Our input-rate has outgrown our brain's ability to index, compress, or retrieve any of it. Storage is infinite now but attention is not. Every insight I save feels equally important, equally urgent, and equally unfinished; which is a terrible way to live inside your own head.

The standard response is to build a "second brain." More folders, more apps, more tags. I've tried it. It doesn't help, because the problem was never storage. 

The questions that actually matter are simpler and harder: 

What deserves to be remembered? What can I forget? What can I compress into something reusable? What can I actually retrieve when I need it?

If I can't use an idea later, did I really learn it?

I started running a small experiment. Every night, one note. 

Title: Today's Compressed Learnings.

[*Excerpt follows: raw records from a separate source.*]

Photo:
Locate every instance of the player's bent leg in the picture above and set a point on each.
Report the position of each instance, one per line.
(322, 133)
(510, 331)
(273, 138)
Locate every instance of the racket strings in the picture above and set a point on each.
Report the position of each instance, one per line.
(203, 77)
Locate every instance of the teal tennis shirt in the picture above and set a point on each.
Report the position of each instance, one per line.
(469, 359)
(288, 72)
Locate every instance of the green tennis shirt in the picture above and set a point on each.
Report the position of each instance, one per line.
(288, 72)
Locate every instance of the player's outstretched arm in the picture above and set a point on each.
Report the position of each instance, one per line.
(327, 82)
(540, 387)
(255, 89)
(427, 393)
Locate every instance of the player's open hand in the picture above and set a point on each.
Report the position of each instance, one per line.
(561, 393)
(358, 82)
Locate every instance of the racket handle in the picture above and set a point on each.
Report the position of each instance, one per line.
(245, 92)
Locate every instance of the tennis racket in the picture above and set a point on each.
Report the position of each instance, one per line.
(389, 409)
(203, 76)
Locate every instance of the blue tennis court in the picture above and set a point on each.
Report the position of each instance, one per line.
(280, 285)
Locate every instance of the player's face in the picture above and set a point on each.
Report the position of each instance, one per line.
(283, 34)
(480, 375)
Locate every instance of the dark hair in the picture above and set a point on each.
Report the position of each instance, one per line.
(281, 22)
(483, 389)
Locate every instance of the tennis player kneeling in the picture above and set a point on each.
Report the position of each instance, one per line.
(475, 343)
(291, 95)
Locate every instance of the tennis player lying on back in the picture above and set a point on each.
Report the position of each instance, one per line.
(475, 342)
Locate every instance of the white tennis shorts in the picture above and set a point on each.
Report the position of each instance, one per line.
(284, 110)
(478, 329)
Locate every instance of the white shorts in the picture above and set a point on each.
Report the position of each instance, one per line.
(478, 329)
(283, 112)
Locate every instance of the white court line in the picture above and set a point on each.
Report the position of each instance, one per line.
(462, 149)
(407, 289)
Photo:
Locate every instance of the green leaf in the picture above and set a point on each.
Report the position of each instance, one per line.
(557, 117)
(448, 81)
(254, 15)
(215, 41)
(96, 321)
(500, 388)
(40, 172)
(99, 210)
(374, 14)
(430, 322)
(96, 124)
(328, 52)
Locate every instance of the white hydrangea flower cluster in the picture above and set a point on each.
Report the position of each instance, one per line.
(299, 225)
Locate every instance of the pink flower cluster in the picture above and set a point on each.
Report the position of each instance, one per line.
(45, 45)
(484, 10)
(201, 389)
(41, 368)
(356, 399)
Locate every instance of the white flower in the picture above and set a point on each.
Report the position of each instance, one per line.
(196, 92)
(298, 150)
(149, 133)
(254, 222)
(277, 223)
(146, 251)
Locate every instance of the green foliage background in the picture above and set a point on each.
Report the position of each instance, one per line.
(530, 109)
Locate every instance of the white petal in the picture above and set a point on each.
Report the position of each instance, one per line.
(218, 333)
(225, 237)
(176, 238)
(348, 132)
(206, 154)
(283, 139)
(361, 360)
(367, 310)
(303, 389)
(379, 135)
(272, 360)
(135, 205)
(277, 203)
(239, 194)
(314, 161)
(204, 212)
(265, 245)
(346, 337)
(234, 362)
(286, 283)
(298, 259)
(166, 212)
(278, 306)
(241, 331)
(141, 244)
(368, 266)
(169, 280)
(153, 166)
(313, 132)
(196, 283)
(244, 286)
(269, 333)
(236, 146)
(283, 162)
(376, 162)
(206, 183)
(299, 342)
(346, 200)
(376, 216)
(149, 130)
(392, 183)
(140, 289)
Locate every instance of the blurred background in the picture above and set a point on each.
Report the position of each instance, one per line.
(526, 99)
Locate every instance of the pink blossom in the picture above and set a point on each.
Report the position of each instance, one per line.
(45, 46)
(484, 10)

Each bullet has to be one principle, one insight, or one reusable pattern (no facts/ quotes/ or any godforsaken links).

For example, instead of saving "Claude rate limits are my biggest bottleneck this week," I write: "Context switching destroys deep work continuity in AI-assisted workflows."

The first version is a complaint. The second is something I can use again next month, in a different project, in a different argument. And also helps me keep sane. lol

What this exercise has surfaced is uncomfortable: I am consuming much faster than I am integrating. And unprocessed learning is the worst kind of junk; it has sat in my background generating a strange guilt. I read this, saved this, watched this, thought about this, and somehow none of it became mine.

The fix isn't to learn less. The fix is to digest more deliberately.

Which brings me back to why this blog was so hard to write.

It is not a writing problem. It is a “compression” problem. I had three hundred half-formed thoughts and zero principles I trusted enough to defend in a paragraph. Once I forced myself to compress, the question stopped being "what should I write about" and became "which of my five bullets from this week is worth four hundred more words."